= Kafubu River (Zambia) =

River in Zambia

Kafubu River (center right)

Kafubu River is a river in the Copperbelt Province of Zambia. It starts in Ndola and it cuts through the city's main area westwards into the area in-between Levy Mwanawasa Stadium and Masala before turning southwards after Masala and continuing through the Luanshya and Masaiti districts to join the Kafue River.

==Stream==
Its source is in Ndola, just north of the Ndola Boat Club (water reservoir) (south-east of the Chipulukusu neighbourhood). It forms the boundary between Ndola Central and the Itawa neighbourhood, heading westwards.

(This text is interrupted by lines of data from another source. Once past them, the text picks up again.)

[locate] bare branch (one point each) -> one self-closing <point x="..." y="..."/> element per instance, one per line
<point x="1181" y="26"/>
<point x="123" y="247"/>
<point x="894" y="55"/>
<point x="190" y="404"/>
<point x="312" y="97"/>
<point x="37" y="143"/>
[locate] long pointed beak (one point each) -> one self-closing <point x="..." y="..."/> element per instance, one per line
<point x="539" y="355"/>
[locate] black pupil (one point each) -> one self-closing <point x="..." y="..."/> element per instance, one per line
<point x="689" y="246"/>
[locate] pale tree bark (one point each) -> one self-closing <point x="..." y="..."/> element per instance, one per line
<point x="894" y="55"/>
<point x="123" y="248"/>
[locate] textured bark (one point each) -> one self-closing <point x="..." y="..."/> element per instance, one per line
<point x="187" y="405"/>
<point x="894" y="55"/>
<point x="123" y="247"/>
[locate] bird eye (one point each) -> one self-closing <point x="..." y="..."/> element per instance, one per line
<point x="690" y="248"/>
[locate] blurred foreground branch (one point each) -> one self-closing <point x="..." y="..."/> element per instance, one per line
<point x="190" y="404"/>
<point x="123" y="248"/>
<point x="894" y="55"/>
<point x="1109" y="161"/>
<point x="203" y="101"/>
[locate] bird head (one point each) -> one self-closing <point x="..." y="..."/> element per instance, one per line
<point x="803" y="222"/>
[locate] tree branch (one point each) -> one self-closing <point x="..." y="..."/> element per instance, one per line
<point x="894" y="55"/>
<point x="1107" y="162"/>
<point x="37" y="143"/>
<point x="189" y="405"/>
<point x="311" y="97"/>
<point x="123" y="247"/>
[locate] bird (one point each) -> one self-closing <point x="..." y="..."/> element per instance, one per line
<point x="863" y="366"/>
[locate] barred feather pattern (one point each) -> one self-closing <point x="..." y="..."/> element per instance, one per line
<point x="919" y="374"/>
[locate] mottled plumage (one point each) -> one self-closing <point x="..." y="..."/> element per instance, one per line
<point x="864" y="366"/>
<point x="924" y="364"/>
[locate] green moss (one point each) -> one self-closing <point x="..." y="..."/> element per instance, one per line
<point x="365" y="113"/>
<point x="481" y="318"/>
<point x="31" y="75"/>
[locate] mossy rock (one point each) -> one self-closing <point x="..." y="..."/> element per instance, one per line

After passing under the T3 road south of Ndola Golf Club, it forms the border between the Masala and Hillcrest suburbs, before forming the border between the Lubuto and Twapia suburbs of Ndola. Just after Twapia, the river goes southwards, becoming the Kafubu Dam, to leave Ndola District. After passing under the M6 road, the Kafubu River turns westwards and forms the border between Luanshya District and Masaiti District up to a point north-west of Masaiti Town.

It continues westwards, joined by the Kafulafuta River west of Masaiti Town. From the Kafulafuta River confluence, it forms the border between Masaiti District and Mpongwe District up to the point where Masaiti District, Mpongwe District and Lufwanyama District form a tri-border point, where it ends by forming a confluence with the Kafue River.